Prenatal Maternal Stress Causes Preterm Birth and Affects Neonatal Adaptive Immunity in Mice

• Published in: Frontiers in immunology Vol. 11; p. 254
• Main Authors: Garcia-Flores, Valeria, Romero, Roberto, Furcron, Amy-Eunice, Levenson, Dustyn, Galaz, Jose, Zou, Chengrui, Hassan, Sonia S, Hsu, Chaur-Dong, Olson, David, Metz, Gerlinde A S, Gomez-Lopez, Nardhy
• Format: Journal Article
• Language: English
• Published: Switzerland Frontiers Media S.A 26.02.2020
• Subjects: Adaptive Immunity; Animals; Animals, Newborn; Birth Weight; birthweight; Corticosterone - blood; Erythroid Cells - pathology; Female; Growth Disorders - etiology; Historical Trauma; Immunology; Immunophenotyping; Lymphocyte Subsets - immunology; Lymphocyte Subsets - pathology; Lymphopenia - etiology; Male; Mice; Mice, Inbred C57BL; neonates; Noise - adverse effects; offspring; Pregnancy; Premature Birth - etiology; Premature Birth - immunology; Prenatal Exposure Delayed Effects; preterm labor; Restraint, Physical - adverse effects; Stress, Physiological - immunology; Stress, Psychological - blood; Stress, Psychological - etiology; Stress, Psychological - immunology; Swimming; T cells; Vibration - adverse effects; offspring; preterm labor; birthweight; neonates; T cells
• ISSN: 1664-3224; 1664-3224
• DOI: 10.3389/fimmu.2020.00254

Maternal stress is a well-established risk factor for preterm birth and has been associated with adverse neonatal outcomes in the first and subsequent generations, including increased susceptibility to disease and lasting immunological changes.
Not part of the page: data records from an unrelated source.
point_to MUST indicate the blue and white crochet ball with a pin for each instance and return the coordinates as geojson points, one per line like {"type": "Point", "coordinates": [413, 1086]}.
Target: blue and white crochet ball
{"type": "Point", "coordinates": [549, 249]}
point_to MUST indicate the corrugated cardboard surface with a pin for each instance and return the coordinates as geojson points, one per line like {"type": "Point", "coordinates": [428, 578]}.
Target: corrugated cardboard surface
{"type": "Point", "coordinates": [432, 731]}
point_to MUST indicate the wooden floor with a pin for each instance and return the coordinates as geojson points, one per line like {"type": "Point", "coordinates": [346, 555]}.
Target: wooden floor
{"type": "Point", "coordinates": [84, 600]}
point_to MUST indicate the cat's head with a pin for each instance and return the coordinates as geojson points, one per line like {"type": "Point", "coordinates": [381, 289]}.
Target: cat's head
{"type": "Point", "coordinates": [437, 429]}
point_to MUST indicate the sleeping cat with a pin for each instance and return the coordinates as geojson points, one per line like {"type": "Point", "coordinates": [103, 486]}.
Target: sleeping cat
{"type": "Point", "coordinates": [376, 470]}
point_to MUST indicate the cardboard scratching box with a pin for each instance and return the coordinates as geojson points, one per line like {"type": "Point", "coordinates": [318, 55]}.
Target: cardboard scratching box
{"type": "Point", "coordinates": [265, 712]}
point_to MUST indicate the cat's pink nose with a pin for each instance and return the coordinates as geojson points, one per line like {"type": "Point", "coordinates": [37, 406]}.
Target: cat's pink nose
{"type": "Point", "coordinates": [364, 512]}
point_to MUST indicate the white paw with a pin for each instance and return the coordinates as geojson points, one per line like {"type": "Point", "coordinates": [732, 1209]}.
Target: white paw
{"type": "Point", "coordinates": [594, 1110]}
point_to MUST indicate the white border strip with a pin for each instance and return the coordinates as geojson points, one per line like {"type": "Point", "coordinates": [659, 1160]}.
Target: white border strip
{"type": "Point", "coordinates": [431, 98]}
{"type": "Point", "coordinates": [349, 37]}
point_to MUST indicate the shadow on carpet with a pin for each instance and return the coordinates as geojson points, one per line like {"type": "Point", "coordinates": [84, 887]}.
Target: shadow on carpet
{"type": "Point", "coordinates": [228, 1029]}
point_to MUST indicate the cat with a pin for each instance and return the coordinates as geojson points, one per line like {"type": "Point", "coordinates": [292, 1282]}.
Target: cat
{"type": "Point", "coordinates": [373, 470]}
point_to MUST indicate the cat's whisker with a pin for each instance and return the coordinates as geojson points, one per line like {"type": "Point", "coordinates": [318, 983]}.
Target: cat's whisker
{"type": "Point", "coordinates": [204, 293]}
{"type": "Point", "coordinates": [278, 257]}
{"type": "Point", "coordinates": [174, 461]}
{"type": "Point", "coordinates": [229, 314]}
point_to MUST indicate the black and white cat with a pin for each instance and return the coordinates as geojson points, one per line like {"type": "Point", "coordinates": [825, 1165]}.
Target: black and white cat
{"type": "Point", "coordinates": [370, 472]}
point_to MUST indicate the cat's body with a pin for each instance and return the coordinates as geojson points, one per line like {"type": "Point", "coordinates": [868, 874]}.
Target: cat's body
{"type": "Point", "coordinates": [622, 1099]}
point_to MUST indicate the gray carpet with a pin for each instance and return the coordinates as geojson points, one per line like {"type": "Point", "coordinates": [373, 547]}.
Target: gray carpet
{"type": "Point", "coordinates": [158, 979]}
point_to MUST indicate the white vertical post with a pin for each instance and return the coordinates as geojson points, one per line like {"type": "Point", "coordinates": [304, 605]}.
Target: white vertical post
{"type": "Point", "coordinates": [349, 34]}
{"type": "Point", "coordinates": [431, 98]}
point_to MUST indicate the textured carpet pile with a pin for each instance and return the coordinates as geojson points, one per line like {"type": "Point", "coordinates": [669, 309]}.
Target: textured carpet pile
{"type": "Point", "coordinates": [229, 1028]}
However, a causal link between prenatal maternal stress and preterm birth, as well as compromised neonatal immunity, has yet to be established. To fill this gap in knowledge, we used a murine model of prenatal maternal stress across three generations and high-dimensional flow cytometry to evaluate neonatal adaptive immunity. We report that recurrent prenatal maternal stress induced preterm birth in the first and second filial generations and negatively impacted early neonatal growth. Strikingly, prenatal maternal stress induced a systematic reduction in T cells and B cells, the former including regulatory CD4+ T cells as well as IL-4- and IL-17A-producing T cells, in the second generation. Yet, neonatal adaptive immunity gained resilience against prenatal maternal stress by the third generation. We also show that the rate of prenatal maternal stress-induced preterm birth can be reduced upon cessation of stress, though neonatal growth impairments persisted. These findings provide evidence that prenatal maternal stress causes preterm birth and affects neonatal immunity across generations, adverse effects that can be ameliorated upon cessation.